Represented by S. L. Anuragi, the Revenue urged that the addition made by the Assessing Officer was in accordance with the Supreme Court’s ruling in Sahney Steel & Press Works Ltd.(supra), where subsidies and similar incentives were held to be taxable as revenue receipts.
The Bench comprising of Judicial Member, Ravish Sood and Accountant Member, Arun Khodpia observed that the lower authorities had mechanically relied on Sahney Steel & Press Works Ltd.(supra), which dealt with subsidy receipts and not with advance tax liabilities. The Tribunal held that the appellant’s claim that the amount was part of sales tax payable and had been duly paid before the due date required verification through documentary evidence, such as bank statements and challans.

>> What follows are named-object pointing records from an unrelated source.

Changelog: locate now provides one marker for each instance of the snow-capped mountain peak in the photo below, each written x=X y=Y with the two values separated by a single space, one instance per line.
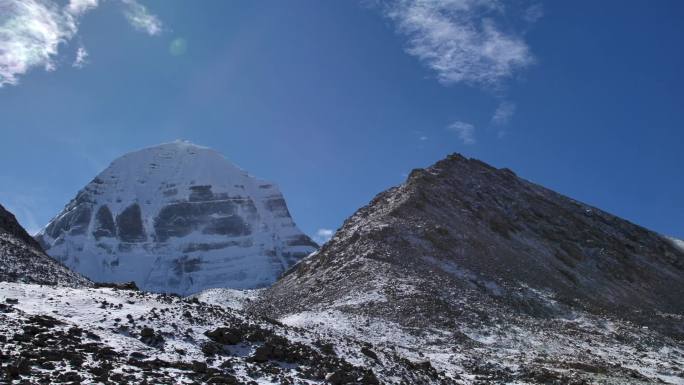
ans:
x=177 y=217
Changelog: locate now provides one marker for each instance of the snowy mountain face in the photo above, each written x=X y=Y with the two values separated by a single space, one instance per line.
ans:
x=177 y=218
x=23 y=260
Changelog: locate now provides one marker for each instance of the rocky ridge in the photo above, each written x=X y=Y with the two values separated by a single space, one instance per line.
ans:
x=23 y=260
x=494 y=278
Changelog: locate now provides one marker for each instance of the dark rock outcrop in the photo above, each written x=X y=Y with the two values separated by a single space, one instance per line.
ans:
x=23 y=260
x=462 y=232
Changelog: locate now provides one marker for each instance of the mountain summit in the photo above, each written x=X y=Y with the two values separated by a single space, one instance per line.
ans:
x=179 y=218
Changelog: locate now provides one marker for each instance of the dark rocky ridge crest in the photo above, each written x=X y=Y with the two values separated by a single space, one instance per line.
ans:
x=463 y=228
x=23 y=260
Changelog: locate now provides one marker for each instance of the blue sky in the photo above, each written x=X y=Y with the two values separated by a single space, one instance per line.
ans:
x=338 y=100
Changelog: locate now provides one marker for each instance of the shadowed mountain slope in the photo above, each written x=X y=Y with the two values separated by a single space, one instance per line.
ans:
x=23 y=260
x=461 y=238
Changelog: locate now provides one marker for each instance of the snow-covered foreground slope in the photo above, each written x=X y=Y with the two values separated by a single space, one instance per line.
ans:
x=114 y=336
x=107 y=335
x=177 y=218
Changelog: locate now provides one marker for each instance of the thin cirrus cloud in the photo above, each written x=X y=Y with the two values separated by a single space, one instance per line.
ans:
x=503 y=113
x=31 y=32
x=464 y=131
x=81 y=57
x=141 y=19
x=460 y=40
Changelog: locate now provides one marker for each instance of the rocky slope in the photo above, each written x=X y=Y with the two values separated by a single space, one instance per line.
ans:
x=61 y=335
x=495 y=278
x=177 y=218
x=23 y=260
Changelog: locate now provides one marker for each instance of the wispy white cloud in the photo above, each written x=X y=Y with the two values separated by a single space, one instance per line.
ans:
x=460 y=39
x=81 y=57
x=79 y=7
x=503 y=113
x=465 y=131
x=30 y=34
x=32 y=31
x=533 y=13
x=141 y=19
x=323 y=235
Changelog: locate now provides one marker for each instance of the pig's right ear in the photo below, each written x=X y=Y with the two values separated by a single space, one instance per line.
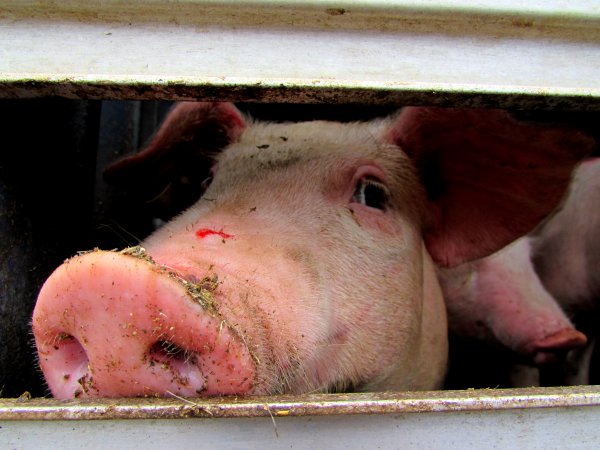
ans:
x=170 y=170
x=489 y=178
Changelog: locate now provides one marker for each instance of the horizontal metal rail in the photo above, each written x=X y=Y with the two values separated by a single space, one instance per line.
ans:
x=480 y=53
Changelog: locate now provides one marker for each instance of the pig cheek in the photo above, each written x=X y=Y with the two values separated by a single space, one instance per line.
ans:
x=380 y=222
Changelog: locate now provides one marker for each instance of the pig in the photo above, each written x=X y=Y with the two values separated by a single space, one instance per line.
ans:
x=566 y=249
x=566 y=257
x=308 y=262
x=500 y=299
x=504 y=299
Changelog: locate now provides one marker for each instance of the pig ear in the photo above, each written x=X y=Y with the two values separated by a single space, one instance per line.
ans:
x=489 y=178
x=169 y=171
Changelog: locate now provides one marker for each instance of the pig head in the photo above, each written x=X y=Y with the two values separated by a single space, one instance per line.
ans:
x=307 y=264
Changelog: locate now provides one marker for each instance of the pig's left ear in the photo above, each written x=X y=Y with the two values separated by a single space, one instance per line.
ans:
x=168 y=173
x=489 y=178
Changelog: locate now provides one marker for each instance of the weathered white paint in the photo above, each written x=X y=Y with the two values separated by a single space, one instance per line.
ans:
x=559 y=428
x=534 y=48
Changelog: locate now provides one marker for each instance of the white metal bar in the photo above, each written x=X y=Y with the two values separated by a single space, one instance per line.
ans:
x=372 y=51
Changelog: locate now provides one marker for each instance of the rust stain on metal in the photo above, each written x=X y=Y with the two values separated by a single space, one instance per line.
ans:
x=305 y=405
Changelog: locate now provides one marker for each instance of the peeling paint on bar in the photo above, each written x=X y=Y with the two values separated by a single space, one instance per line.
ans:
x=305 y=405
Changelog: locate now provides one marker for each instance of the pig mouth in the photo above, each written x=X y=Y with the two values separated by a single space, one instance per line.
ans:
x=111 y=324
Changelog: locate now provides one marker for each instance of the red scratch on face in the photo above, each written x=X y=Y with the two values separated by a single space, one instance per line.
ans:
x=203 y=232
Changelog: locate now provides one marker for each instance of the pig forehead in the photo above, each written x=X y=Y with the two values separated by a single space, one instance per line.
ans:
x=277 y=145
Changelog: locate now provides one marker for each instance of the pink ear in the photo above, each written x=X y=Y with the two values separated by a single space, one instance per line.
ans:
x=489 y=178
x=179 y=156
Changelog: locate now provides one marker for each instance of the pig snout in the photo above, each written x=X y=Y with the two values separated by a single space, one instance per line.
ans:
x=112 y=324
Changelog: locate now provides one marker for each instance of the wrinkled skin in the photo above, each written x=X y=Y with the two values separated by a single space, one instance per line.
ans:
x=525 y=296
x=500 y=299
x=309 y=262
x=566 y=256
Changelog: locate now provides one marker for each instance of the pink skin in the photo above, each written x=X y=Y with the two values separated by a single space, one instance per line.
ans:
x=501 y=299
x=316 y=242
x=573 y=235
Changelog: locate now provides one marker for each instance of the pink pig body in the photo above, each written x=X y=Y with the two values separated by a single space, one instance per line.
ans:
x=500 y=299
x=309 y=262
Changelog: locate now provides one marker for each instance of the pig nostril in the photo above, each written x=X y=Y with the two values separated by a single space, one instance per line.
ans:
x=70 y=355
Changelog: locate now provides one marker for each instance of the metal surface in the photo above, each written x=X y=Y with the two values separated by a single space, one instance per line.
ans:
x=321 y=404
x=445 y=52
x=562 y=418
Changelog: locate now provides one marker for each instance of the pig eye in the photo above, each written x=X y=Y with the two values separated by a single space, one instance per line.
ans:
x=371 y=192
x=206 y=183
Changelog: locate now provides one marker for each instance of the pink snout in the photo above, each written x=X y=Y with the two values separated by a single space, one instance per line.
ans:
x=110 y=324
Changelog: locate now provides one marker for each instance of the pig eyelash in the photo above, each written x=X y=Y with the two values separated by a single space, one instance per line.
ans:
x=371 y=192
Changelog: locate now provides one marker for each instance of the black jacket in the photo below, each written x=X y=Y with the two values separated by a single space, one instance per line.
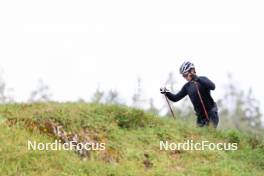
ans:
x=204 y=86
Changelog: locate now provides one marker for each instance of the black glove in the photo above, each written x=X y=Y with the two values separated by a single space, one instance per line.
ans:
x=163 y=90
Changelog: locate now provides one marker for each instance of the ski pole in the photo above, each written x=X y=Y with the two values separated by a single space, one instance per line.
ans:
x=170 y=106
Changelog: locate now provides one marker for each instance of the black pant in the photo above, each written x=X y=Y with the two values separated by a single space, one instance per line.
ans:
x=213 y=118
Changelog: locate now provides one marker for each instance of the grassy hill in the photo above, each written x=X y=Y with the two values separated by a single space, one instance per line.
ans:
x=132 y=143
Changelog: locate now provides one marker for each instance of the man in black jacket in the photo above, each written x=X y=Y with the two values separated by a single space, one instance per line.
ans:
x=198 y=89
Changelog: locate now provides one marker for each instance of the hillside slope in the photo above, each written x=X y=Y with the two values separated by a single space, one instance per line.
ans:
x=132 y=143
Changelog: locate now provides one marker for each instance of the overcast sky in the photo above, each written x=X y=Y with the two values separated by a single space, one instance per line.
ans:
x=74 y=46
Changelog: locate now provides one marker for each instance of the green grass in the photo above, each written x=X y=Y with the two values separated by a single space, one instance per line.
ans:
x=132 y=143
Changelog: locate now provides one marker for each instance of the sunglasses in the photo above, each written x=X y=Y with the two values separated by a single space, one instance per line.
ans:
x=185 y=75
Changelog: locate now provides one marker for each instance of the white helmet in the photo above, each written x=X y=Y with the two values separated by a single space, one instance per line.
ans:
x=186 y=67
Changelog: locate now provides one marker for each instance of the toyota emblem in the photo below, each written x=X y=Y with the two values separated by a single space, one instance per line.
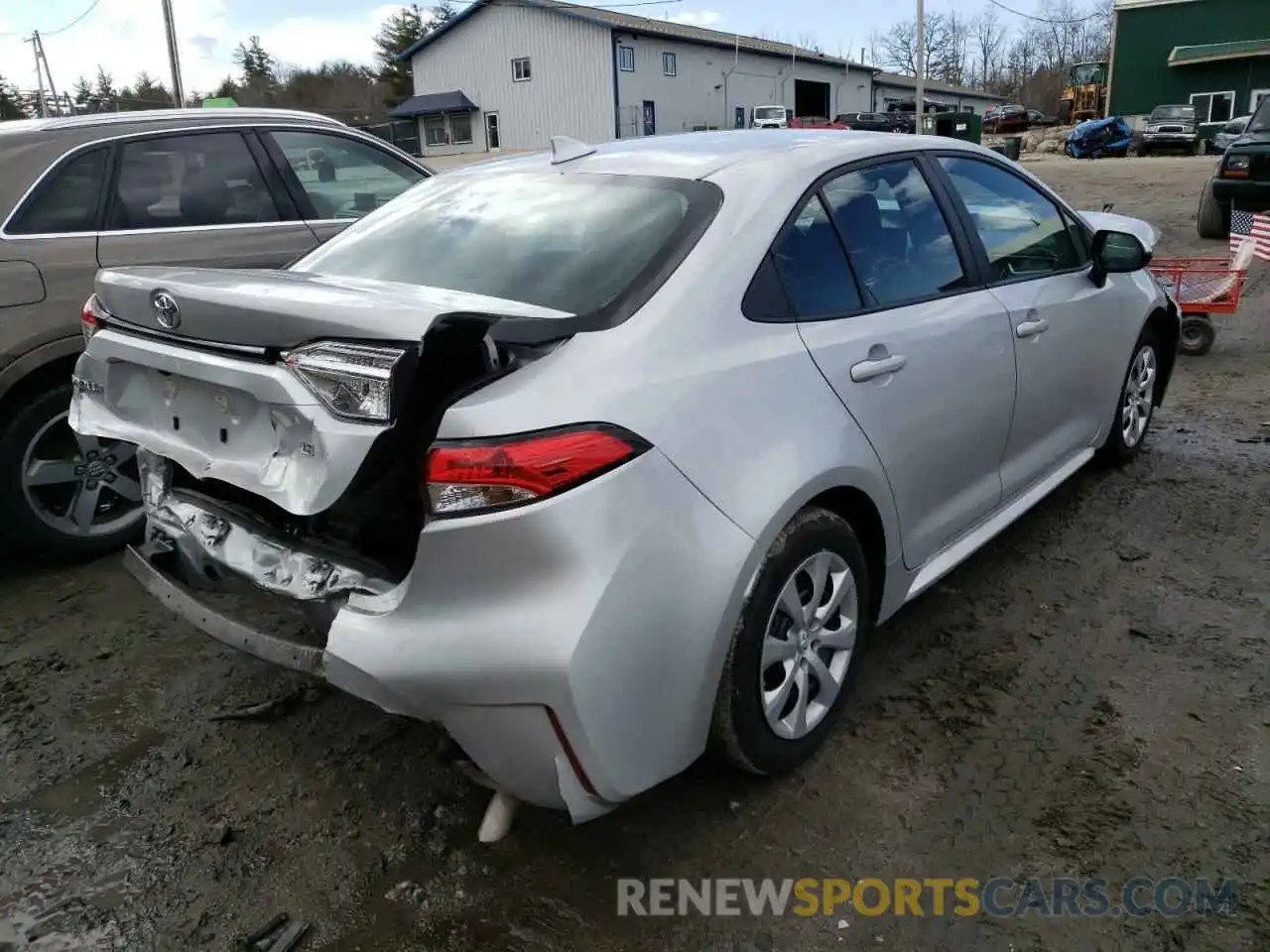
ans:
x=166 y=309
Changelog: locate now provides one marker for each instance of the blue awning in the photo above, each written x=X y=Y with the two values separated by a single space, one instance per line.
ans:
x=434 y=104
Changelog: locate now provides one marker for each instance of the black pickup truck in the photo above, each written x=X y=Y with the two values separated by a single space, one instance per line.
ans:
x=1241 y=178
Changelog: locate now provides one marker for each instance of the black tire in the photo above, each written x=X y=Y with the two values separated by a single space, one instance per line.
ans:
x=740 y=730
x=1198 y=335
x=24 y=531
x=1211 y=221
x=1118 y=451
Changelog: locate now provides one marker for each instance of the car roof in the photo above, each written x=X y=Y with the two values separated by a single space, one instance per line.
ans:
x=698 y=155
x=30 y=146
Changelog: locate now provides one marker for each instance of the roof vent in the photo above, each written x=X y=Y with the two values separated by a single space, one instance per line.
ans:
x=566 y=150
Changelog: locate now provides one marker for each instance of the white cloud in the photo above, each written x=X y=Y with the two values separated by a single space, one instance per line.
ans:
x=697 y=18
x=126 y=37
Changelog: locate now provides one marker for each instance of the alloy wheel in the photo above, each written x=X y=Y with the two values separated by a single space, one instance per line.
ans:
x=1138 y=397
x=80 y=485
x=808 y=644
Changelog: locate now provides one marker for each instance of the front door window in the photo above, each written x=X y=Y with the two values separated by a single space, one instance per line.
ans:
x=344 y=178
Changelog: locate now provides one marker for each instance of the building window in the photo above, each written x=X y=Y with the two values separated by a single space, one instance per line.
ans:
x=1213 y=107
x=460 y=128
x=435 y=131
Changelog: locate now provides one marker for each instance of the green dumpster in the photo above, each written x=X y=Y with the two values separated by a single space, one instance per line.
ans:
x=964 y=126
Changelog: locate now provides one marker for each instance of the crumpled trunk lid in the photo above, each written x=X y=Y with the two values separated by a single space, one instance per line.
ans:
x=278 y=308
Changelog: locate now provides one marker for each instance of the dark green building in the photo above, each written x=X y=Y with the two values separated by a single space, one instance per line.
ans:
x=1211 y=54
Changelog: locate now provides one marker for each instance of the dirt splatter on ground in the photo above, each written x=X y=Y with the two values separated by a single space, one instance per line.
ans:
x=1087 y=697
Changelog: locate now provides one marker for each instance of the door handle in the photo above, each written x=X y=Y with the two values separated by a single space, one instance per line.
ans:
x=867 y=370
x=1032 y=327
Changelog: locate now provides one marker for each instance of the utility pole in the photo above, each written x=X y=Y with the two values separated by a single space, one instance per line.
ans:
x=40 y=76
x=178 y=90
x=920 y=93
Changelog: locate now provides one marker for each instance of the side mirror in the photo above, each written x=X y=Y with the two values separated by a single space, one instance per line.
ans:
x=1116 y=253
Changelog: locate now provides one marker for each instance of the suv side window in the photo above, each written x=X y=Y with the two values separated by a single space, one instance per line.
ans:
x=812 y=266
x=344 y=178
x=67 y=202
x=1023 y=231
x=190 y=180
x=897 y=239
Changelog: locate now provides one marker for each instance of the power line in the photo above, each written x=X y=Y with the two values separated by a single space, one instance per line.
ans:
x=63 y=30
x=1046 y=19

The Tribunal observed that since the amount had been shown as an advance and was reportedly paid before the due date of filing the return, it could not be summarily treated as a revenue receipt under the Income Tax Act, 1961. The Tribunal directed that these documents be duly considered during re-adjudication.
Therefore, the matter was remanded to the AO for fresh examination after granting the assessee an opportunity of being heard.
Accordingly, ITAT set aside the addition of ₹6,12,607 and allowed the appeal of the assessee on this ground.